Caleb hocha la tête, mais son regard resta fixé sur Mei Lin, qui travaillait sur le chronomètre Exodus posé devant elle, ses outils minuscules plongeant dans les entrailles de l’appareil comme des sondes chirurgicales. Elle ne releva pas la tête, mais il sentit son attention se déplacer vers lui.
— Ça ne suffira pas, déclara-t-il enfin. De la chair à canon pour les drones de Helix, oui. Mais pour que le Conseil entende la vérité, il faut les tenir par une force qu’ils ne peuvent pas ignorer. Pas des manifestants. Une coalition.
Un silence gêné s’installa. Puis une voix grave s’éleva du fond de la pièce, un timbre qu’il ne connaissait pas.
— C’est exactement pour ça que nous sommes là.
L’homme qui s’avança vers la lumière était grand, la peau burinée par des décennies de vent martien, les cheveux gris hérissés. Il portait un vieux blouson écarlate, le même que celui que Caleb avait vu dans les holos d’archives du grand-père de son père. L’écusson circulaire, usé mais encore lisible : *EXODUS I — MISSION EQUIPAGE 01*.
Caleb sentit son souffle se bloquer. Il connaissait les noms de tous les membres de la première équipage Exodus. Ils étaient morts, croyaient tous les manuels. Héros sacrifiés dans un accident hypothétique lors de l’atterrissage initial, il y a quarante ans.
— Isaak Mensah, dit Tam, la voix étrangement calme. Vous êtes un fantôme.
— Les fantômes seraient plus confortables, répondit l’homme avec un sourire amer. Nous avons vécu sous terre, dans le bassin d’Hellas, pendant trente ans. On nous a enterrés vivants, figurativement. Mais quand le signal de ce garçon est arrivé ce matin… (il tapota une montre à son poignet) — nous avons décidé de nous lever.
Il tendit la main à Caleb, qui la serra sans réfléchir. La poigne était ferme, calleuse.
— Votre père, Kurt Voss. Je l’ai connu. Il était avec nous dans l’arche quand l’ordre est venu de nous éliminer silencieusement. C’est lui qui a saboté le système de localisation et fait diversion pour que nous puissions fuir vers le bassin. Nous lui devons tout.

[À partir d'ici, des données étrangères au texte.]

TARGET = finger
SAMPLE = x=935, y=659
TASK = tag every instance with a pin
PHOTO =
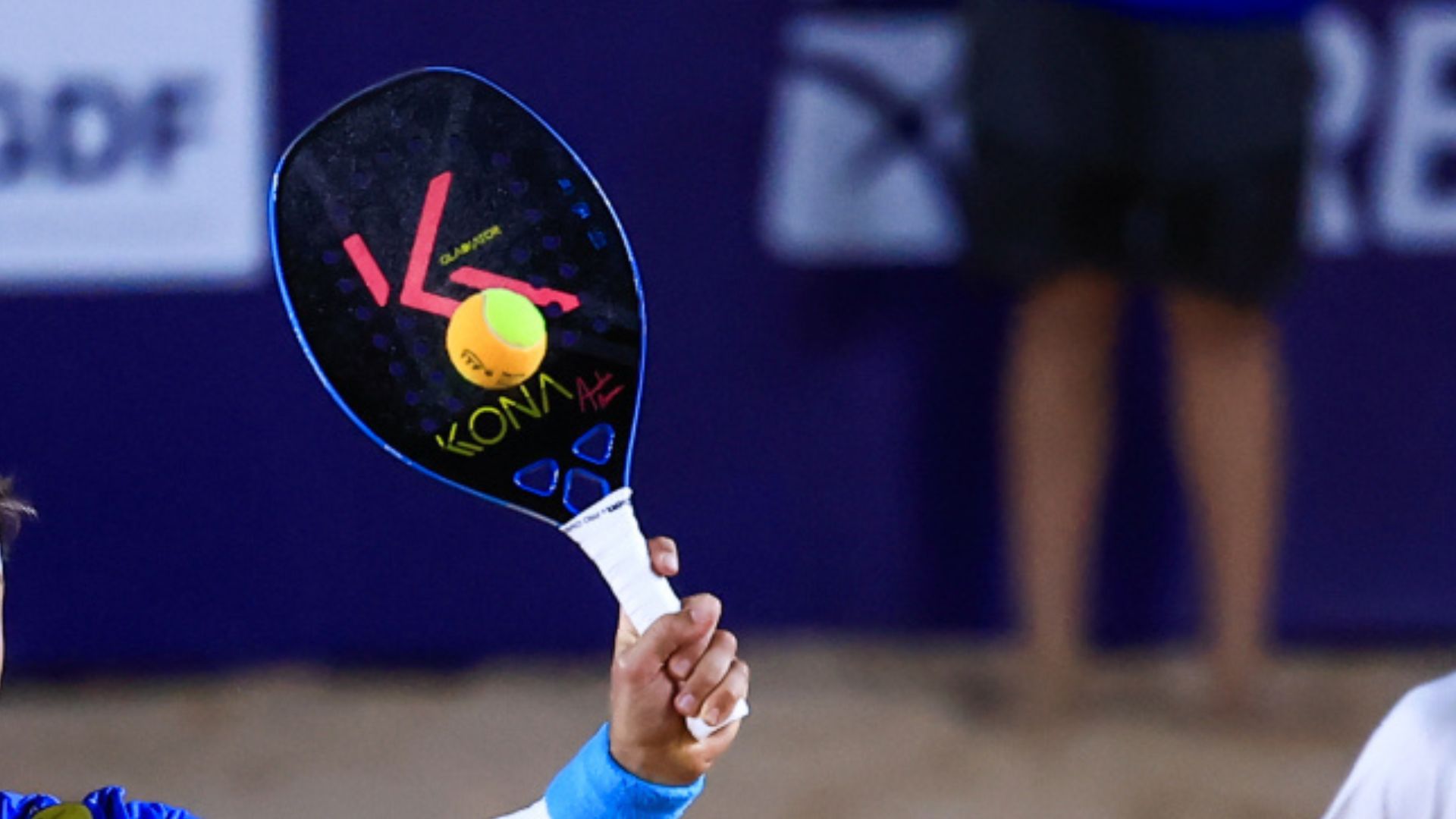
x=664, y=556
x=626, y=634
x=670, y=632
x=707, y=673
x=733, y=689
x=682, y=662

Caleb ouvrit la bouche, mais aucun mot n’en sortit. Tam posa une main sur son épaule.
— Combien êtes-vous ?
— Dix-huit survivants de l’équipage initial. Plus nos enfants et petits-enfants, nés sous terre et dressés à se battre depuis qu’ils savent marcher. Nous avons nos propres tunnels, nos propres véhicules, et le modèle exact de chaque système de sécurité de Helix, parce que nous les avons construits.
Sur la table, le chronomètre émit un petit clic. Mei Lin sourit, un filet de soudure encore fumant entre ses doigts.
— Paré, annonça-t-elle, en le levant vers la lumière. Le verrouillage temporel est réinitialisé. Ce petit cercle de métal peut maintenant ouvrir n’importe quelle porte de protocole Exodus dans un rayon de cinq kilomètres. Y compris celui de la chambre du Conseil.
Caleb saisit l’objet, le poids familier de l’héritage de son père dans la paume. Il semblait tiède, vivant.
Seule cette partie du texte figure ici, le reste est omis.